Além disso, o presidente do Congresso apresentou uma robusta fundamentação para a sua decisão inédita no processo legislativo brasileiro, com destaque para a afirmação no sentido de que “o poder de editar medidas provisórias não pode ter o condão de frustrar prontamente uma decisão tomada pelo Poder Legislativo no processo de formação de uma lei, funcionando como uma etapa adicional e não prevista do processo legislativo, de verdadeira revisão da rejeição do veto, em evidente conflito com o princípio da separação dos Poderes”.

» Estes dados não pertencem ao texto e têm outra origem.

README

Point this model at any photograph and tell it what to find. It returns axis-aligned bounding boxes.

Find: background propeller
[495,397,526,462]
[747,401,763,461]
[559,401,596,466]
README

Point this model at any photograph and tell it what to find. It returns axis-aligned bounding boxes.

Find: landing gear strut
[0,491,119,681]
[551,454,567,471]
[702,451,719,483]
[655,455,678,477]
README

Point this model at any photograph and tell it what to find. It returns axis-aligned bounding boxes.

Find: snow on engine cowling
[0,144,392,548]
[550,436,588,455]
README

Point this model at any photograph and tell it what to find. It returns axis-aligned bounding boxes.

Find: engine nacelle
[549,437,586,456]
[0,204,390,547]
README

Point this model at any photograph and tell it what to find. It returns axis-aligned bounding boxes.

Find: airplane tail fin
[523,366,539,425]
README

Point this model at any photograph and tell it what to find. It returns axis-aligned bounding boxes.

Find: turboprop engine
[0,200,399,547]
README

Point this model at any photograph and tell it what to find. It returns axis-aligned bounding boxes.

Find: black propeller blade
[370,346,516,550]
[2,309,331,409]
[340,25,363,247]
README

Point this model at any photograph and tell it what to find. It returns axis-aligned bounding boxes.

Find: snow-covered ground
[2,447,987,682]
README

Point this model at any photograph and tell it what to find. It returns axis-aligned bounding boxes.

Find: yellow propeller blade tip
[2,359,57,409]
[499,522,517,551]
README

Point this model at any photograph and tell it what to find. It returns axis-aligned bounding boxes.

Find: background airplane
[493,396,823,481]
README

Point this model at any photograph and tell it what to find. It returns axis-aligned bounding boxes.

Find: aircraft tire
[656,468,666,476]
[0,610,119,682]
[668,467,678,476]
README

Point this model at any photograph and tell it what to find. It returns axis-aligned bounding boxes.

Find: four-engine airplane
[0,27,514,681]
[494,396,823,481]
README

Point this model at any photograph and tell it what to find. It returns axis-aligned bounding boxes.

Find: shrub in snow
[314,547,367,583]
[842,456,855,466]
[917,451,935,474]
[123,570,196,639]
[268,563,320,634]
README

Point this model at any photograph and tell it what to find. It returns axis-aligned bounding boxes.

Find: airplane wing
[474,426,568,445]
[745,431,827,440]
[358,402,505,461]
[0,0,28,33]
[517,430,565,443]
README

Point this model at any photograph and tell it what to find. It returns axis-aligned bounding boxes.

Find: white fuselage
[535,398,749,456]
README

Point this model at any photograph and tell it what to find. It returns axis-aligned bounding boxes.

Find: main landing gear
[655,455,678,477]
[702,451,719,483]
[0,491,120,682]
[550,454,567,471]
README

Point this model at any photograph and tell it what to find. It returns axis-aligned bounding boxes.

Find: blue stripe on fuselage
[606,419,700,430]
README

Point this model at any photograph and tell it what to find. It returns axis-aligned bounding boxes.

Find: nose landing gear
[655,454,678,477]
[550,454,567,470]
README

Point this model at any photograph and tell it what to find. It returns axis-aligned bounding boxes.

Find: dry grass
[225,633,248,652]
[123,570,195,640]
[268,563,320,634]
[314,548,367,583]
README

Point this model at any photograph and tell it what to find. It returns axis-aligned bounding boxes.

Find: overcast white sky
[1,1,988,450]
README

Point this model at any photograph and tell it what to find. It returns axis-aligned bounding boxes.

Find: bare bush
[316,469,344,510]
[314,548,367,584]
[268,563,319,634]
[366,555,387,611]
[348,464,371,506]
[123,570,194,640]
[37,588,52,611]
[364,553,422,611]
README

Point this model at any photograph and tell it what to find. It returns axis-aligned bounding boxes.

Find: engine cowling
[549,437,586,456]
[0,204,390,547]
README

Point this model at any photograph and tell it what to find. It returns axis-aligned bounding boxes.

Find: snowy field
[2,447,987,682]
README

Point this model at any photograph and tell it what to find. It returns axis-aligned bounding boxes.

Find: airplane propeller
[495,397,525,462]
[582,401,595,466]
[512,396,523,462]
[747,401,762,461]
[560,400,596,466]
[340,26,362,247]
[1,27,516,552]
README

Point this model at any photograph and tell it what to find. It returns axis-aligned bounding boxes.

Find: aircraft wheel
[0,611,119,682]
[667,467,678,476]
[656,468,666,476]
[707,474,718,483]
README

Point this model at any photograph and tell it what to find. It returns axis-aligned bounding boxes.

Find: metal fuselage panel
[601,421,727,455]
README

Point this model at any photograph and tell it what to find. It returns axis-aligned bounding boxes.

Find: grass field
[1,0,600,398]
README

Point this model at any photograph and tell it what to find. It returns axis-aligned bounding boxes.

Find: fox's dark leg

Daí poderia surgir a pergunta: se a MP 1202 já era inconstitucional, por que o presidente do Congresso não a devolveu antes? Na linha do já argumentado aqui, em se considerando a devolução uma providência drástica, e dado que o trecho da MP só teria eficácia a partir de 1º de abril de 2024, conforme o art. 6º, faltaria o elemento de periculum in mora para a providência. A não prorrogação de vigência da MP após 60 dias, portanto, foi suficiente para conter os efeitos concretos da inconstitucionalidade formal, e necessária para tanto.
Juridicamente, a não prorrogação da vigência de uma MP, no todo ou em parte, tem indiscutível suporte constitucional no art. 62, §§ 3º e 7º, da CF. Como já explicado, trata-se de uma decisão monocrática do presidente do Congresso e não precisaria estar, necessariamente, embasada em alguma inconstitucionalidade. De certa forma, assemelha-se a uma devolução.
Nesse sentido, não custa lembrar que o presidente do Congresso não precisaria esperar o decurso dos 60 dias para encerrar a vigência de uma MP, podendo fazê-lo a qualquer tempo: basta recordar, por exemplo, que na devolução da MP 1068/2021 o encerramento se deu 10 dias após a edição da MP. Da mesma forma, tampouco a prorrogação da MP nos termos do art. 62, § 7º, da CF, impediria providência semelhante, desde antes dos 120 dias.
Como é a primeira vez que se procede à não prorrogação de vigência de uma MP, é cedo para afirmar que essa providência vai ocupar o lugar da devolução. Por um lado, tem a vantagem da expressa previsão constitucional; por outro, a desvantagem de um prazo amarrado para sua adoção.
Foi noticiado que a AGU estuda ir ao STF para questionar a decisão do presidente do Congresso no caso da MP 1202. No entanto, por toda a explicação que se acaba de dar, é pouco crível que o STF vá derrubar a não prorrogação da vigência, seja pela expressa previsão constitucional dessa possibilidade, seja pela fundamentação impecável que foi apresentada pelo Congresso, seja por conta do seu próprio entendimento firmado na ADI 7.232.
Talvez mereça maior preocupação o desfecho das ADIs 7.587 e 7.609, apresentadas contra a MP 1202, especialmente quanto aos contornos desse novo limite formal implícito à edição de MPs, a saber: 1) se ficará circunscrito apenas às situações em que uma MP reverte uma decisão legislativa “qualificada” (leia-se, reforçada pela rejeição de um veto presidencial) ou não; bem como 2) se estará limitado à mesma sessão legislativa ou não, pois disso dependerá o padrão de relacionamento entre os poderes. Sem um freio à edição de MPs, o Executivo continuará predominando no processo legislativo brasileiro.